@Roccus7 My good friend, please look at this for what it is. Do you think you're killing 10% of the bass you're releasing?
I, like everyone else, don't know how many fish I've released eventually die, do you?
Like it or not, the only peer-reviewed study on release mortality was that 10% number, and like I've mentioned multiple times the new study is bearing that out. It covers all sorts of fishing and use, fly fishing has the lowest mortality rate going up to bait fishing which is the highest. They've also bracketed things like water temperatures, salinity concentrations, hook types, air temperatures,
etc. ALL of these variables need to be examined and applied to get a
coast-wide, recreational fishing mortality percentage. Regardless, if you think about it, even if it's really 5%, that number is still a huge one.

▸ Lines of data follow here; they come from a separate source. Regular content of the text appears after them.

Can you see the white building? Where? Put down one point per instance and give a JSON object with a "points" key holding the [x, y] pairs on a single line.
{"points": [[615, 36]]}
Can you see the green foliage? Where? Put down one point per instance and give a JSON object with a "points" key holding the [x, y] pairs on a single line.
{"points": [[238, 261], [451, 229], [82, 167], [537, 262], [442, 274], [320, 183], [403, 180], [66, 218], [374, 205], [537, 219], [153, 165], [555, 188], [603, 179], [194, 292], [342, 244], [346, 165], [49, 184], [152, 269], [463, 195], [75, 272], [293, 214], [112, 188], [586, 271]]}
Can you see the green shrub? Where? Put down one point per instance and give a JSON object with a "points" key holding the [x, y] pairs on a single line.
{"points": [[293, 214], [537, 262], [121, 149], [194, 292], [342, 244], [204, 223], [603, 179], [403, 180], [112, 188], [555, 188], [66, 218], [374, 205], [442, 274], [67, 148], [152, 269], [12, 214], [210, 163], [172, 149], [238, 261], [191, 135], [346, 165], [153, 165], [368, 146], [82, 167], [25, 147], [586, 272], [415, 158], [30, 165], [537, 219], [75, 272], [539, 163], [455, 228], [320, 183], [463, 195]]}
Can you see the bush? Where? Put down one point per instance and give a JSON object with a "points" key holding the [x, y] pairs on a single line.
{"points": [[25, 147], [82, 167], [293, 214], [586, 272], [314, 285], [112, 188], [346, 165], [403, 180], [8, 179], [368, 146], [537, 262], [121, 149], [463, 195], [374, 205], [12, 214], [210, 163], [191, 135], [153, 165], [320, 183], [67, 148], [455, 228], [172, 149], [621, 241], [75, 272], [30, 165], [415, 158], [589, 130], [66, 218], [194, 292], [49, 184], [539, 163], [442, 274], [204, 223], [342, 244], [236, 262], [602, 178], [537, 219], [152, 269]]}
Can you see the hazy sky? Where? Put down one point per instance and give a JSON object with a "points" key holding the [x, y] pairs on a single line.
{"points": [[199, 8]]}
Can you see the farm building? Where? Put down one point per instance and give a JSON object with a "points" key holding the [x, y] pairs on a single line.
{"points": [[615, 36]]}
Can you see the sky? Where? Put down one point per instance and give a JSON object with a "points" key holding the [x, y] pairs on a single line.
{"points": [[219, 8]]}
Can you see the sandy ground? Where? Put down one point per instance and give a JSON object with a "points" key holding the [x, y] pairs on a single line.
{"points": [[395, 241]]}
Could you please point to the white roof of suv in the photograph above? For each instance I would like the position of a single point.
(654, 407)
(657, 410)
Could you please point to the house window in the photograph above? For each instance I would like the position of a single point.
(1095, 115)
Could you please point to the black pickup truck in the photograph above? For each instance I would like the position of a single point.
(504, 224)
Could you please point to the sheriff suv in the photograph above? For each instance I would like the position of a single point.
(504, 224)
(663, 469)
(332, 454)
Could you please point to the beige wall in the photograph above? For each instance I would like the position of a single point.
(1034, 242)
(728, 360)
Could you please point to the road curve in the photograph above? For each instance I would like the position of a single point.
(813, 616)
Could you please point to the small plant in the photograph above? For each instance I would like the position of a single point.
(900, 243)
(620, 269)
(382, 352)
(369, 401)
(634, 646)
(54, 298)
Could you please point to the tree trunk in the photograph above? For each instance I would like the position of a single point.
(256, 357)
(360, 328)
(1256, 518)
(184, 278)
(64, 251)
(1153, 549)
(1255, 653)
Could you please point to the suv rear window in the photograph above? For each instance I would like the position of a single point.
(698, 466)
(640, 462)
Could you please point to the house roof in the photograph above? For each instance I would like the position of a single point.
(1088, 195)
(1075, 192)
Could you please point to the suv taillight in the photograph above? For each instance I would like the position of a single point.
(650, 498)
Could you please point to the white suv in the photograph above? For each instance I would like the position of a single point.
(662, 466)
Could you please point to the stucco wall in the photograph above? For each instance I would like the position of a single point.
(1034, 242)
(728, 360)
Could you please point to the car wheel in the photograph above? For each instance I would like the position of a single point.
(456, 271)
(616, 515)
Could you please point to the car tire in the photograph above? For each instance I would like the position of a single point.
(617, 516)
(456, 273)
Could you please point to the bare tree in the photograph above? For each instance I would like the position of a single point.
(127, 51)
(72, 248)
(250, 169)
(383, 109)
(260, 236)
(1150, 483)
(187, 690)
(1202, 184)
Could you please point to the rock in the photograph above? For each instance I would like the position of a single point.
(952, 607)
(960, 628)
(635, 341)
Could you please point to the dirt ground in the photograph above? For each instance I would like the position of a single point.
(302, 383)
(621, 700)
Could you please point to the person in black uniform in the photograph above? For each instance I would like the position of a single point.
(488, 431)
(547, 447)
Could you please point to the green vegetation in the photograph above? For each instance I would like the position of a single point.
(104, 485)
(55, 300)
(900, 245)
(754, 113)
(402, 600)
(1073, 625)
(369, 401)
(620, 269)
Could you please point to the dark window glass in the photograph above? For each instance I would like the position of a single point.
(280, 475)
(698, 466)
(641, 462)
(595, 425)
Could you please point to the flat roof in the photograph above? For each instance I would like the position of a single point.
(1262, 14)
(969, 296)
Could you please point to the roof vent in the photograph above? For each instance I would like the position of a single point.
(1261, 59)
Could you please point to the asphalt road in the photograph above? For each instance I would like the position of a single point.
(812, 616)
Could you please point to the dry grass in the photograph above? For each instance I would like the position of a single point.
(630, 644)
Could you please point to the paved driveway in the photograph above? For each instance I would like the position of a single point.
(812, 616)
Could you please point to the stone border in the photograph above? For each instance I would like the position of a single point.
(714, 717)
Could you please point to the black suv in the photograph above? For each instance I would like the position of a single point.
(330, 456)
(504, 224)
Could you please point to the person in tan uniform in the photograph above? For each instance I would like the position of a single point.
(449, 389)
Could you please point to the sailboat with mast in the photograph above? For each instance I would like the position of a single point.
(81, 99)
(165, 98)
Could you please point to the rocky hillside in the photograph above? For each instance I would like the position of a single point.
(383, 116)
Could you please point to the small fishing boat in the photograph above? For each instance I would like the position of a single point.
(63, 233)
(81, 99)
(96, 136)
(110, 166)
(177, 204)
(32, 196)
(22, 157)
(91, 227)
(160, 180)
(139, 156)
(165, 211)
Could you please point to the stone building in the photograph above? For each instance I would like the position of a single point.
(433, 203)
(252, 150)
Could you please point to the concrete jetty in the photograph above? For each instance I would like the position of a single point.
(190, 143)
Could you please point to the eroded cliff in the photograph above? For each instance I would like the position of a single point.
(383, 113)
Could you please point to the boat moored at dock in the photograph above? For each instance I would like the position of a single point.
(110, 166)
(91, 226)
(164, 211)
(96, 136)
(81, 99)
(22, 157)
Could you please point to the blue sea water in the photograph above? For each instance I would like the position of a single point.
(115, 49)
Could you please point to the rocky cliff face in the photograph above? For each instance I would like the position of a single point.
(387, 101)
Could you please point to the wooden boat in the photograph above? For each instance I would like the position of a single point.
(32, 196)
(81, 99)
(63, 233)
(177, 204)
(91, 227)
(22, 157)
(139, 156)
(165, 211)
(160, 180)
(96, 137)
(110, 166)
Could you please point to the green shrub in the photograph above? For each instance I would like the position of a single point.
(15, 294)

I've been fortunate this year all my fish swam away, without any instant "floaters", but I'd say about 3% of the ones released weren't in the best of shape, but I'll never know if they made it or not. I'll bet some of the ones that weren't 100% upon release became seal breakfasts, as they will often prowl close to me. Just another thing I'll never know.
That being said I do my best to ensure they get treated with TLC to help ensure they'll make it to the fall's migration south.
The biggest mumbo jumbo number in striped bass management is the estimation of how many are caught in a given year. If this is significantly overstated, then we're paying a penalty. I would submit that the most important "improvement" in striped bass management would be working on that number. The latest BS regarding the MRIP improvements give me absolutely no confidence that that endeavor will significantly improve MRIP data.
I think that most of us right now are losing the forest for the trees. Yes, the overall population of bass is nowhere near as bad as it was during the 80s crash, BUT the population distribution is horrible and that has been recognized by the regulators.
FACT: The Chesapeake, which provides 70-80% of the northeast's striped bass, has had a string of poor
spawns, and although NY has been running pretty well, 2023 wasn't a very good year for
spawning either.
Don't believe the data coming out of MD, VA, and NY? Consider my data which is very well-controlled, and has shown less and less small fish being caught over the years, with mean size on the yearly cohort, creeping up to 26" over the past 5 years from a steady 19-20" from 2013-2019. I've caught fish as small as 8" in previous years, this year I've only caught two, 22" fish and nothing smaller!! If this doesn't drive home the point that there is a huge "hole" in the bass population, I don't know.
There are many variables regarding spawn success as we all know, but only ones that fishery managers can control is taking steps that the Spawning Biomass is maximized, the root of the slots and 1 fish per day.
The old slot of 28-35" was simple, to keep more of the big, more fecund large breeders on the spawning grounds year after year. So yeah, it grieves me too, but there will never be my number 1 bucket list item since I was 13 years old, a 50+ lb hanging over the fireplace. At this point anything being done to ensure I'll actually be catching stripers until I die is more welcome than checking off the Bucket List item.
The "emergency" reduction of 28-31" was to protect the last outstanding MD spawn year which took place in 2015. Since virtually all the fish in the 28-35" slot would be from that 2015 year class, and they make up a significant percentage of the current breeding stock, ASMFC adjusted the slot so at least 1/2 of them would have grown out of the slot back in 2023 when it was enacted as an emergency measure. This is just simple common sense.
Don't like that slot? Well brace yourself, as the 2018 class, a reasonably good spawn in the Chesapeake will enter into the 28-31 slot in 2025. Now that the 2015 class has exited the slot, ASFMC has started considering slot adjustments to protect the class of 2018.
OK, I've gone on more than enough. The point I'm trying to make is that we do have a big problem with striped bass, and that is totally related to the epic fail of spawning in the Chesapeake for the past 5 years and I challenge ANYONE HERE to present data, not feelings, not stories from your brother in law's third cousin, etc. that refutes that fact. Most of the gyrations we're going through with regulations are to ensure that a healthy number of the 2015, and coming soon to a theater near you, the 2018 year class bass get to spawn more than one or two times.
What to do?
- Make sure you attend any of your State's meetings held by ASMFC regarding striped bass. By the time the meeting is held by the ASMFC Council it's a done deal.
- Keep good records. They help you understand where some of the regs come from. If your HARD DATA vary significantly from what the regulators are saying, bring that with you to your State's meetings to show instead of standing up and waving your arms while jabbering away about how they don't know what they're talking about. Believe me, IF ASMFC shows any data showing big numbers of 2024 recreational catches in Maine, I'll break out my records for the past few years and prove to them they're full of shit!!